When the September 1939 National Register was compiled he was still in St Petersburg Place (but by then no. 9, though possibly just a renumbering), as an ‘Artist (Portrait Painter) Rtd’ and living with Emma Rothwell (b. 17th March 1876), a by-then also retired schoolmistress who is reported to have been his adopted daughter. He died at 50 Weymouth Street, London (possibly in medical care), on 2nd March 1940, leaving ‘effects’ of just under £65,433.
Turning to his collecting activities, in 1915 Miller lent approximately 180 clocks and other time instruments, dating back to the 16th century, to the Victoria and Albert Museum, with the intention of later bequeathing them as he appears to have done, though after part of the collection (mainly sundials) was transferred to the Science Museum in 1938.

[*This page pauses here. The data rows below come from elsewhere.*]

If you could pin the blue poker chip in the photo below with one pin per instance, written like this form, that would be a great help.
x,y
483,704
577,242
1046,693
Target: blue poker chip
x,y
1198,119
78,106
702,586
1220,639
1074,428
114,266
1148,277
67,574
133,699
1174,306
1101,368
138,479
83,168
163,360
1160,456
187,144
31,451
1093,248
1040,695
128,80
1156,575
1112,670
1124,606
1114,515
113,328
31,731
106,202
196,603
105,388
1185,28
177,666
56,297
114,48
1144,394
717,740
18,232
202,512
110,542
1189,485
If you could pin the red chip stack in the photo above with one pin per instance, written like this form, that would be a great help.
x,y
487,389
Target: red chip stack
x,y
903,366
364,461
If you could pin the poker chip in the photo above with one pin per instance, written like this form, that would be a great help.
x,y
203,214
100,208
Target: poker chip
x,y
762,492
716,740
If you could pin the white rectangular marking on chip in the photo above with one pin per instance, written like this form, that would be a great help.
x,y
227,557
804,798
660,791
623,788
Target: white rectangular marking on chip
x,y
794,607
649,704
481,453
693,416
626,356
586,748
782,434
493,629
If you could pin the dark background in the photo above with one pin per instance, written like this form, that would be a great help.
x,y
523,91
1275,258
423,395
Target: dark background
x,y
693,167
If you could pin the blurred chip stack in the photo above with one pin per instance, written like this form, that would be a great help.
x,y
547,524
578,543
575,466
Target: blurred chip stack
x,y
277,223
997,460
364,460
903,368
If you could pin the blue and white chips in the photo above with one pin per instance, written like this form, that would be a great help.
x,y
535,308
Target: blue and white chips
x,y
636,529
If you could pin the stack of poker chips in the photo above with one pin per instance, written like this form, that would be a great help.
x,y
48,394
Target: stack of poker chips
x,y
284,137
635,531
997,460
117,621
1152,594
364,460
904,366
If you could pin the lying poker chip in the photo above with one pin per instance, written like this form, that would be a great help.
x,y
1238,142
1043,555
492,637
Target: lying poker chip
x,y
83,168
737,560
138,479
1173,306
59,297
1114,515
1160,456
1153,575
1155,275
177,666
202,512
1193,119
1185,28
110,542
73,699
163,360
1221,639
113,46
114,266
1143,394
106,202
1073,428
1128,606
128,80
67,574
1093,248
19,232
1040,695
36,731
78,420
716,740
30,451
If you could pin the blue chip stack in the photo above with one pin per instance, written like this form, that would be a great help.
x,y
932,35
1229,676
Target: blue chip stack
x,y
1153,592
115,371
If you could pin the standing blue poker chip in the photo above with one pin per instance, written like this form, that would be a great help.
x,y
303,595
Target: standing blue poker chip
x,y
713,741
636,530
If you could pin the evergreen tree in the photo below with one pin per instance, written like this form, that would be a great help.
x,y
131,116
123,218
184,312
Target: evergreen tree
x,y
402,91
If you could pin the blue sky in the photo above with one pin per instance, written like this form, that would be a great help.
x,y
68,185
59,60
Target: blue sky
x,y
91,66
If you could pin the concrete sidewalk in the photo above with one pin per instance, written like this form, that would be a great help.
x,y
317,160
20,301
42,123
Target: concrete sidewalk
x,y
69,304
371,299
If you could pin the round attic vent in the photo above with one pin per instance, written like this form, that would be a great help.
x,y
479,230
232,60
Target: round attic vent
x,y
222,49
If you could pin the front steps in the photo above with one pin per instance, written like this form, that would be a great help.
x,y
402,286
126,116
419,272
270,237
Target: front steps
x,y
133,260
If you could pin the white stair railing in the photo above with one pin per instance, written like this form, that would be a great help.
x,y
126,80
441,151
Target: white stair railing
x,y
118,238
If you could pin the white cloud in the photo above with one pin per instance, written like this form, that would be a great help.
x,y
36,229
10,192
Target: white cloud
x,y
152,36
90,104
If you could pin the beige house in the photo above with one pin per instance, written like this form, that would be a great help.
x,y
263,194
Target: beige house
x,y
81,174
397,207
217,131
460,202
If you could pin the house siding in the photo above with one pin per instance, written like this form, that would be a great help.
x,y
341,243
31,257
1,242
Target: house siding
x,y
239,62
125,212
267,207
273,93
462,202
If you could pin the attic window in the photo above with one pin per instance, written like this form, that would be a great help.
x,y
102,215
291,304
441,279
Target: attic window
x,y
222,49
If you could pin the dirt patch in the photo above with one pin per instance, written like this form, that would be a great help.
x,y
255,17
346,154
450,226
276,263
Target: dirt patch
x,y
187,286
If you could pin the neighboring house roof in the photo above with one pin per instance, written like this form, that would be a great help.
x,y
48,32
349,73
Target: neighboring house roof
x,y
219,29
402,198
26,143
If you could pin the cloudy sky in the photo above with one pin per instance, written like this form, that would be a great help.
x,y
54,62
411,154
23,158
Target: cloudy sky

Apparently in 1910 he painted a portrait of Lewis Evans (1853–1930), another collector whose benefaction of time and other instruments endowed foundation of the Museum of the History of Science at Oxford in 1925. Though cut down at some time after Evans’s death, that portrait was first lent to the MoHS by Evans’s grandson in 1984 (via the Ashmolean Museum) and presented to it in 2020. A surviving pre-cut-down copy, probably also by Miller, also appears to have been commissioned by the John Dickinson paper company about 1918, marking Evans’s retirement as its Chairman (1912–1918). This Evans connection – and the two men would certainly have known of each other as collectors alone – also led Miller to give the Oxford museum three items, including a sixteenth-century iron clock. Even before Evans, Miller was also commissioned in 1897 to paint a full-length portrait of the eight-year-old George St Vincent Harris (1889–1984) later 5th Baron Harris, who started collecting clocks as a boy and amassed what is now the Harris collection at Belmont, Kent (which includes the Miller portrait).
Miller was elected a Fellow of the Society of Antiquaries in 1923 for his horological interests and in 1934, aged 83, he presented six clocks and 95 watches by London and Continental makers, dating from the 16th and 17th centuries, to the former Guildhall Museum: these are now in the Museum of London. Following his death in 1940, Emma Rothwell (whose natural father was also an artist) gave several wooden sculptures of religious subjects from the Miller collection to the V&A and, on her own death in 1956, left it the month-going longcase clock by John Speakman of London (active c.1692–1712) which he had bequeathed to her.
A late-life oil portrait of Miller is also on record, though misidentified in one second-hand report as by ‘Melville Fisher’: this is a misunderstanding for Samuel Melton Fisher RA (1859–1939).
Summarised from Art UK’s Art Detective discussion ‘Can we resolve if this is a portrait of Lewis Evans by Philip Homan Miller or William Edwards Miller?’